Effective safety detection
The results show that Breeze Guard significantly outperforms the leading 8B general-purpose safety model on TS-Bench, particularly in high-context categories.
Standardized evaluation suite
TS-Bench provides a valuable framework for evaluating safety performance in Taiwanese Mandarin, which can be used to develop more trustworthy AI systems.
Demerits
Limited generalizability
The study's results may not be generalizable to other languages or cultures, which could limit the applicability of the findings.

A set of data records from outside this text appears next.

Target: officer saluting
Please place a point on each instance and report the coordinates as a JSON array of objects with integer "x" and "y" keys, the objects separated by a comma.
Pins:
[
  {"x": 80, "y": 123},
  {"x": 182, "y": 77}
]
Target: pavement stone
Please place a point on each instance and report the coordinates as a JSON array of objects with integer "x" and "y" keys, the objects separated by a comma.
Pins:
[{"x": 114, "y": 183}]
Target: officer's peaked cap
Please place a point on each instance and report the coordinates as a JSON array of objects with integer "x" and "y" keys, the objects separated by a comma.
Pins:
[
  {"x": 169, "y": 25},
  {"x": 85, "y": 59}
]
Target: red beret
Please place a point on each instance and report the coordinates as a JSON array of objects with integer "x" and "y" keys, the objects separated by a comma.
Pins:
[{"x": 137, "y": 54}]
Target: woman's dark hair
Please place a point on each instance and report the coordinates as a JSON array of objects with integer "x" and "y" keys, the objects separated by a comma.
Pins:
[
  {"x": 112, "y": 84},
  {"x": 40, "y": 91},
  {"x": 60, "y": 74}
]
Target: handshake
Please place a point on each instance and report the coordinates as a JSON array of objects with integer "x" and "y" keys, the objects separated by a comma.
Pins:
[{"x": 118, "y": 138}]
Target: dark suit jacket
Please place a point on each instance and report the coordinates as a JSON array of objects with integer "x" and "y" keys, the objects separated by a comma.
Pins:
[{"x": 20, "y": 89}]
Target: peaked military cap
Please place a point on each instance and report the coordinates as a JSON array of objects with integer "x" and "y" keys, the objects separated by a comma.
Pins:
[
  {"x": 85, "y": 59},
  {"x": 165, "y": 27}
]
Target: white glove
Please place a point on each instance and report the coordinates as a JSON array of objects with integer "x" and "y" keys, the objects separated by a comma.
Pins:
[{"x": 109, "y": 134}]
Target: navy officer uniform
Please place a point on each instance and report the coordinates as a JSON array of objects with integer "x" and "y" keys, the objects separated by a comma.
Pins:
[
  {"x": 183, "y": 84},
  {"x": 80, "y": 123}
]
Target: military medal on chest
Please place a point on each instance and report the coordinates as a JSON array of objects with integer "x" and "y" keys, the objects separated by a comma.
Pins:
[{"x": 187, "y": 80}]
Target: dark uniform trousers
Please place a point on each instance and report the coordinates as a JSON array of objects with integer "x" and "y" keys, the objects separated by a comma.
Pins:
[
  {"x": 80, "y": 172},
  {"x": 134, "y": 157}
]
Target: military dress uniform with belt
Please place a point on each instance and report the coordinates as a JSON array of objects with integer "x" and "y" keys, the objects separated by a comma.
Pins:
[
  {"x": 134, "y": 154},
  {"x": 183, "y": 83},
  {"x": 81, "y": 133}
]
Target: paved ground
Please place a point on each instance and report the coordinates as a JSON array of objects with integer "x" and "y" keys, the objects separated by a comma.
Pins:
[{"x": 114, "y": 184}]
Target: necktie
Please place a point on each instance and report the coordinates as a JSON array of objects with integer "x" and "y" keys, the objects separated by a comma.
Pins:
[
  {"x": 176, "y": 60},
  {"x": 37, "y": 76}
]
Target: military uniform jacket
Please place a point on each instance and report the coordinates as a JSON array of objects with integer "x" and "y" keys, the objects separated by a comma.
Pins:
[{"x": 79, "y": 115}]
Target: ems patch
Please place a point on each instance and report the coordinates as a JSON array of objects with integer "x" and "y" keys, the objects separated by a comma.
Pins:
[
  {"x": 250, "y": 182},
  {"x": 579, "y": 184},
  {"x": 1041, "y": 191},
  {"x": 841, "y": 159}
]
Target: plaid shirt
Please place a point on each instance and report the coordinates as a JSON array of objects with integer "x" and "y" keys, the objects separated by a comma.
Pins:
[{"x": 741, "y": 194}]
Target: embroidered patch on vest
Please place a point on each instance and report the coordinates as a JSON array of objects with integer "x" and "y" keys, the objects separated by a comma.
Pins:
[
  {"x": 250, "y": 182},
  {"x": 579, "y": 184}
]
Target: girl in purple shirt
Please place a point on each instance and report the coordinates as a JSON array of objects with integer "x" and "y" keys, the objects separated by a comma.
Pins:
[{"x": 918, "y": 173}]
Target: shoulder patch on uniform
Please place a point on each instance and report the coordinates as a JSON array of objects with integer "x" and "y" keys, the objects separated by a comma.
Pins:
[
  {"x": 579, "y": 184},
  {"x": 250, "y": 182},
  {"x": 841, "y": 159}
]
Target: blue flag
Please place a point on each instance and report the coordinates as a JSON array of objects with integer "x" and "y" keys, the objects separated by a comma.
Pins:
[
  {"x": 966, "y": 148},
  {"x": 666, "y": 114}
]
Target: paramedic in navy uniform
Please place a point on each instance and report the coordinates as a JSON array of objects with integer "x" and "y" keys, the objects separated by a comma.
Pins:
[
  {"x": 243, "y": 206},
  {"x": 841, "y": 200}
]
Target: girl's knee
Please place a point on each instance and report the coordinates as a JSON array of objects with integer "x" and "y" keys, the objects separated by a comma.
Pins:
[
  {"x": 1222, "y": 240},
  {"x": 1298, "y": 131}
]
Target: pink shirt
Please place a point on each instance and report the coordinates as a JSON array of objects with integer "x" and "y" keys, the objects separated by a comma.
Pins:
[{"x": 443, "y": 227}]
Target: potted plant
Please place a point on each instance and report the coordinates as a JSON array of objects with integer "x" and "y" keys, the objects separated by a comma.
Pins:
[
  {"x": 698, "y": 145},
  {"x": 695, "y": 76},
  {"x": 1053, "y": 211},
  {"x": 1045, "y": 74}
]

Tradeoff between region-specific and general-purpose safety models
The study shows that Breeze Guard performs worse on English-centric benchmarks, which may be a tradeoff for regionally specialized safety models optimized for Taiwanese Mandarin.
Expert Commentary
The study's findings are significant because they demonstrate the importance of cultural context in AI safety. The introduction of TS-Bench and Breeze Guard provides a valuable framework for evaluating safety performance in Taiwanese Mandarin, which can be used to develop more trustworthy AI systems. However, the study's results may not be generalizable to other languages or cultures, which could limit the applicability of the findings. Additionally, the tradeoff between region-specific and general-purpose safety models is an important consideration for AI developers and policymakers. Overall, the study provides a valuable contribution to the field of AI safety and highlights the importance of cultural context in AI development.
Recommendations
- ✓ Recommendation 1: AI developers and researchers should prioritize the development of culturally grounded AI systems that take into account the specific linguistic and cultural nuances of the region or population they are designed to serve.
- ✓ Recommendation 2: Policymakers should consider the cultural context of AI deployment and develop policies that address cultural bias and promote the development of trustworthy AI systems.